A chocolate baron’s train shows tourists the real Cuba.

Photos by Landon Nordeman

The sugar train to Matanzas started with a trundle and a high moan from the horn, pulling away from the suburbs of Havana with stateliness rather than speed, pursued by stragglers who hopped aboard like hobos catching a freight. The cars had wooden seats and windows open to the tropical breeze. They rattled through the industrial outskirts of the capital, past refinery tanks and banana trees—and then, for no good reason, the train coasted to a stop. In this staccato fashion we rolled along the north coast of Cuba.

Edgar, a conductor who had the day off, sat across from me. He was headed to the coastal town of Matanzas to deliver money for his son. Matanzas was an old slave-and-pirate port, Cuba’s second harbor city, graced with Spanish colonial buildings around the square but very quiet. “Compared to Havana, it’s tranquil,” Edgar said.




Watch a narrated slideshow of Landon Nordeman’s journey on the sugar train


On the platform, he’d given me advice. After the 8:30 train arrived—three hours late—he explained that it would leave immediately, but headed for Canasí. “Don’t get on!” he said. The 12:39 to Matanzas was on its way.

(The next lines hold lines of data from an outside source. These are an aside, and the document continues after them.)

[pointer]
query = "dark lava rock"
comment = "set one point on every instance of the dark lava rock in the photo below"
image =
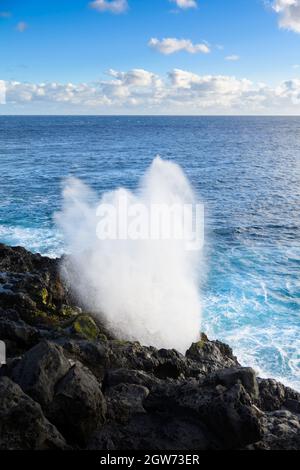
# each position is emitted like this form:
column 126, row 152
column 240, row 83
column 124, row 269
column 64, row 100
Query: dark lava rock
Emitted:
column 22, row 423
column 39, row 370
column 78, row 406
column 69, row 383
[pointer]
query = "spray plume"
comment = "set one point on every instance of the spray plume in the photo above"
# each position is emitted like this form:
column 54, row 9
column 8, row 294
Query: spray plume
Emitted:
column 142, row 290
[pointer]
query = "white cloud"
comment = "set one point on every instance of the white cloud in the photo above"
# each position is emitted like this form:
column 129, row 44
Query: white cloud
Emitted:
column 112, row 6
column 141, row 91
column 232, row 58
column 185, row 4
column 21, row 26
column 289, row 14
column 172, row 45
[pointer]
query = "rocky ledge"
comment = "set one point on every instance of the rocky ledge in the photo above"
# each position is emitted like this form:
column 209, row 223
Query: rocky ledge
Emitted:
column 68, row 384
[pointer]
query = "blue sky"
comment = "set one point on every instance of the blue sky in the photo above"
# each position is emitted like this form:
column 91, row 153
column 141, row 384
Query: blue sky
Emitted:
column 253, row 44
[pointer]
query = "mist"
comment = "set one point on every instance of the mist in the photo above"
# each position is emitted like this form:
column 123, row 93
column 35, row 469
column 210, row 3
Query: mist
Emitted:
column 142, row 289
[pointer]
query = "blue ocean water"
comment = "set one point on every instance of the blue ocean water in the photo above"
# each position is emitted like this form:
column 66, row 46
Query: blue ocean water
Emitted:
column 245, row 169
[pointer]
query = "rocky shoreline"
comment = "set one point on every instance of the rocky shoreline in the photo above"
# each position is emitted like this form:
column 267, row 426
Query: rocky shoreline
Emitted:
column 69, row 384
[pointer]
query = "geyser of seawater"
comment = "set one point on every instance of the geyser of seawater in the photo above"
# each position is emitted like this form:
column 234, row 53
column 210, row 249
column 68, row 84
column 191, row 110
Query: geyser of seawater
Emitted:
column 143, row 290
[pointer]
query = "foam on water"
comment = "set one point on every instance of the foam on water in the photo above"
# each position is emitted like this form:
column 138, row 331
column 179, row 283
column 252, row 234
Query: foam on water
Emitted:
column 247, row 170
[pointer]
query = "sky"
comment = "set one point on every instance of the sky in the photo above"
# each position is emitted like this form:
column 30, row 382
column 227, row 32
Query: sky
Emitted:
column 201, row 57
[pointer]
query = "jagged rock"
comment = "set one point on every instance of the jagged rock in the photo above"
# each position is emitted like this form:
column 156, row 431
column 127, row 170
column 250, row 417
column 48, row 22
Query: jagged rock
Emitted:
column 156, row 432
column 15, row 330
column 78, row 405
column 30, row 284
column 226, row 412
column 211, row 355
column 129, row 376
column 39, row 370
column 238, row 375
column 94, row 355
column 85, row 327
column 280, row 431
column 125, row 400
column 22, row 423
column 274, row 396
column 104, row 393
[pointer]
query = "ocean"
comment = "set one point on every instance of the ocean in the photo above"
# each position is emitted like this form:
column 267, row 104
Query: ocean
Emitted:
column 246, row 170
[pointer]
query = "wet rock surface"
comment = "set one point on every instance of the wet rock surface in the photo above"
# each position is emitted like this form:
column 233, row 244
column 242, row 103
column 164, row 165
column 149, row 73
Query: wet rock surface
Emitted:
column 68, row 383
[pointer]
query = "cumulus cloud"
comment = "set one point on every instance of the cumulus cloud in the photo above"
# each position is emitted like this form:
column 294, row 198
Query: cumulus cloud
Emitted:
column 171, row 45
column 112, row 6
column 21, row 26
column 185, row 4
column 232, row 58
column 289, row 14
column 142, row 91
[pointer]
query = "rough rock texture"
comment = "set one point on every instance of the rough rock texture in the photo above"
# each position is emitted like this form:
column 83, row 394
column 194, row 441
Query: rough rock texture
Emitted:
column 22, row 423
column 68, row 383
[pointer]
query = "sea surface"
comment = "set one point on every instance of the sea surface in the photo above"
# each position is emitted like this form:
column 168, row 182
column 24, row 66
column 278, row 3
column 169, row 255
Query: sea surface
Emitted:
column 245, row 169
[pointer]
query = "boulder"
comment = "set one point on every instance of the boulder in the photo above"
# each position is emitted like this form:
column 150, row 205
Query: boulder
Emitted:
column 78, row 406
column 22, row 423
column 39, row 370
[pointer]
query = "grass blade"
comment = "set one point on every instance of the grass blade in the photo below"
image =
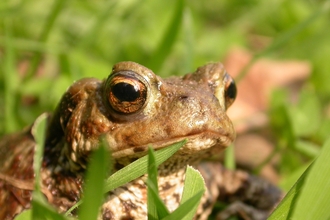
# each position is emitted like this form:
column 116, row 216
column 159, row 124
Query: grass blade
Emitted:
column 193, row 185
column 308, row 198
column 182, row 212
column 169, row 37
column 93, row 192
column 139, row 167
column 135, row 170
column 156, row 207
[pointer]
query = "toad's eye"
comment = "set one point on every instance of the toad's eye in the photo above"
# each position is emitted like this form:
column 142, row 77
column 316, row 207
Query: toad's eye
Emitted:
column 230, row 90
column 126, row 92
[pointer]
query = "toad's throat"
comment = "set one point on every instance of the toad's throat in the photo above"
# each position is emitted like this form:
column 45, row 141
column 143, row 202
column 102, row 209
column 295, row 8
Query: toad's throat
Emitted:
column 196, row 144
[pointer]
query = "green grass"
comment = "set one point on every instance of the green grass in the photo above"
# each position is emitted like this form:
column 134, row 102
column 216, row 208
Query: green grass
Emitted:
column 63, row 41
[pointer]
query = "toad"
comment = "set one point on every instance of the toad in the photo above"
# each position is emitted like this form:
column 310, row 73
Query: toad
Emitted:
column 133, row 109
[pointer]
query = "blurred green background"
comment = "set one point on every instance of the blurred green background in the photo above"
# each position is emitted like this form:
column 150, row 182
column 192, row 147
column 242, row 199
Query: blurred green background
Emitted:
column 46, row 45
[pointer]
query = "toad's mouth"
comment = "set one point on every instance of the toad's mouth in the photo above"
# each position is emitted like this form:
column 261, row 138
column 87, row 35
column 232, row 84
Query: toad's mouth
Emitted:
column 207, row 140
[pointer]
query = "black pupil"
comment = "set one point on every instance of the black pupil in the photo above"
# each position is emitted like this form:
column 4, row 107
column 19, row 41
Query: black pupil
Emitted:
column 125, row 92
column 231, row 90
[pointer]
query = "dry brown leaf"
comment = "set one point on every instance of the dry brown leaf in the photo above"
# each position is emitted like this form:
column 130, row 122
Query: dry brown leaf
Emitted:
column 255, row 88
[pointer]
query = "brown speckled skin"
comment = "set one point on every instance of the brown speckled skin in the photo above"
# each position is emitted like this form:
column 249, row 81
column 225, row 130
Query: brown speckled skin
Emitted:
column 192, row 107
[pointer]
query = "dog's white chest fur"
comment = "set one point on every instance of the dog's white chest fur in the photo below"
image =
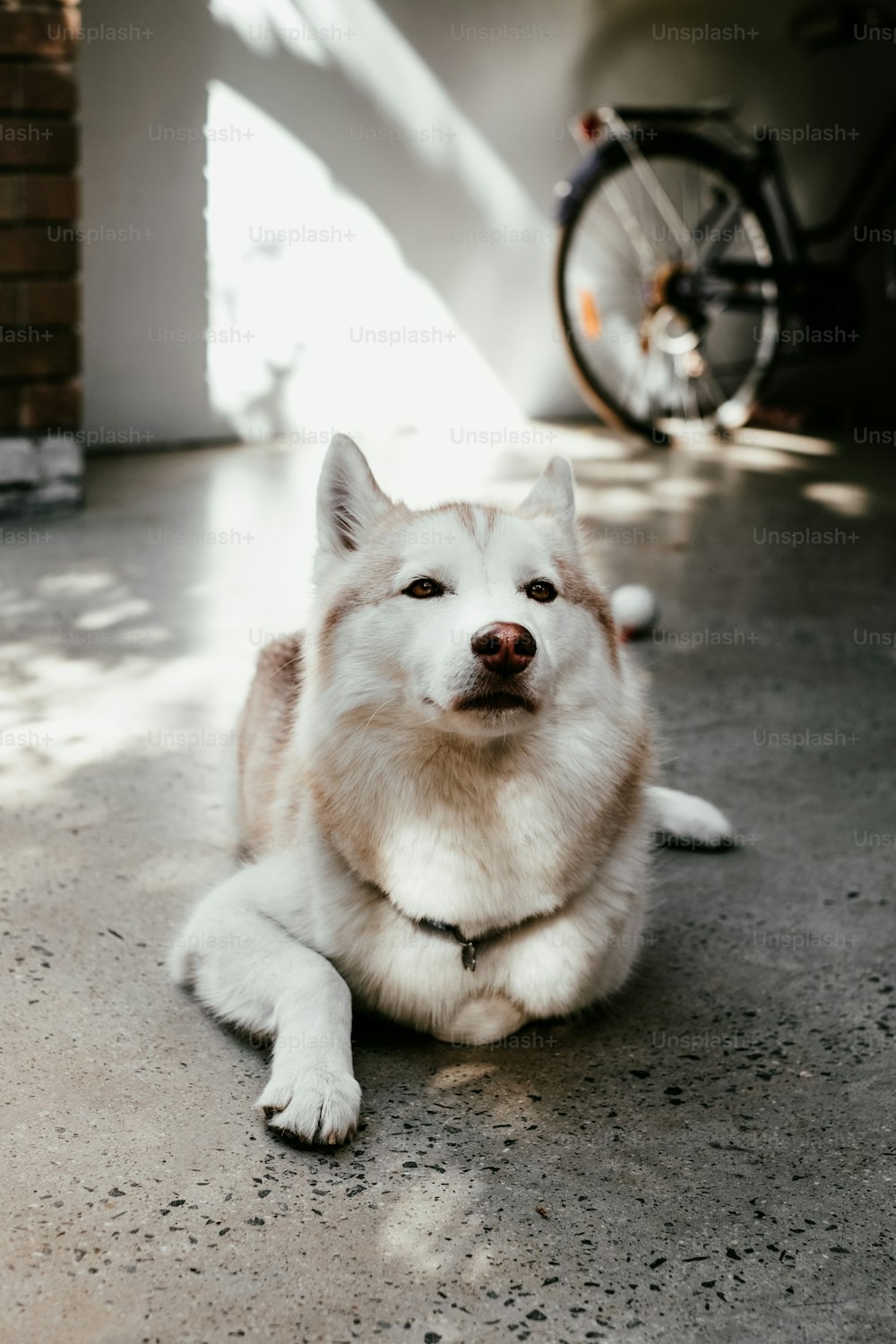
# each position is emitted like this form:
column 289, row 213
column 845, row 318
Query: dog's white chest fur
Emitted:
column 458, row 739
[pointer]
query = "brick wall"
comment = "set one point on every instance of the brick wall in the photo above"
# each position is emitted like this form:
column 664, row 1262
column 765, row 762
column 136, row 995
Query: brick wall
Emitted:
column 39, row 254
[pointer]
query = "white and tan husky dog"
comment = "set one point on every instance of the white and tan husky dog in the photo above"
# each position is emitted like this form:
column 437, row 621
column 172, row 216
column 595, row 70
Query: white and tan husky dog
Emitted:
column 445, row 795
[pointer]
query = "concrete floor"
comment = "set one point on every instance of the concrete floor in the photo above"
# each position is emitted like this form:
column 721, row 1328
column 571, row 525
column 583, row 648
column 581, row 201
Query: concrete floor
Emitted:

But the 8:30 train didn’t go to Canasí. It pulled off a few yards, sat for maintenance, and pulled back into place an hour later. Suddenly it was the 12:39 to Matanzas. We were told to get on.

This ramshackle electric “Hershey train” is an anachronism, the sort of train you’re supposed to ride in Cuba only as a tourist or a local from one of the villages east of Havana. It’s the slowest machine-powered way to reach Matanzas and the best way to see the countryside. The sugar fields, the ocean, and the quiet hills of northern Havana province all heave into view from the railroad, looking largely unchanged from the turn of the 20th century. Revolution, it seems, also has the power to stop change.

Traveling in Cuba is still illegal for most Americans, but assuming relations thaw in the next handful of years, a ride on the Hershey train can serve as a reminder of how much the two countries have in common.

Milton Hershey built the line after he bought a sugar plantation in 1916 to sweeten his chocolate empire. It used to ferry his workers to the fields in brown cars labeled Hershey. Castro’s government kept the train line in place to serve this part of the country. In 1998 the government replaced the cars with green-and-white ’40s-era rolling stock from Spain.

A skinny white man came to lean against the seat and chat with Edgar. He wore blue overalls and said his name was Juan. “Good to meet you,” he said to me. “I’m the engineer today.”